Personal information
- Full name: Brian Laity
- Born: 20 October 1935 Penzance, Cornwall, England
- Died: 22 March 2007 (aged 71) Truro, Cornwall, England
- Batting: Right-handed
- Bowling: Right-arm off break
- Relations: Danny Hall (brother-in-law)

Domestic team information
- 1958–1977: Cornwall

Career statistics
| Competition | LA |
| Matches | 3 |
| Runs scored | 81 |
| Batting average | 27.00 |
| 100s/50s | –/1 |
| Top score | 66 |
| Balls bowled | – |
| Wickets | – |
| Bowling average | – |
| 5 wickets in innings | – |
| 10 wickets in match | – |
| Best bowling | – |
| Catches/stumpings | –/– |
- Source: Cricinfo, 19 October 2010

= Brian Laity =

English cricketer

Brian Laity (20 October 1935 – 22 March 2007) was an English cricketer. Laity was a right-handed batsman who bowled right-arm off break. He was born in Penzance, Cornwall.

Laity made his Minor Counties Championship debut for Cornwall in 1958 against Devon. From 1958 to 1977, he represented the county in 54 Minor Counties Championship matches, the last of which came against Dorset.

Laity also represented Cornwall in 3 List A matches.
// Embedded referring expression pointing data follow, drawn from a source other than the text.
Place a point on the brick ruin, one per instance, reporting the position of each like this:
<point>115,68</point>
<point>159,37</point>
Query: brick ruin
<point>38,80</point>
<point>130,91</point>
These against Glamorgan in the 1970 Gillette Cup, Oxfordshire in the 1975 Gillette Cup and Lancashire in the 1977 Gillette Cup. In his 3 List A matches, he scored 81 runs at a batting average of 27.00, with a single half century high score of 66. Laity was a fine driver and powerful hooker of the ball, making 20 centuries in league cricket and scoring more than 3,400 runs for Cornwall.

Laity died at Treliske Hospital in Truro, Cornwall on 22 March 2007.

==Family==
His brother-in-law, Danny Hall played Minor Counties and List A cricket for Berkshire, as well as Minor Counties cricket for Cornwall.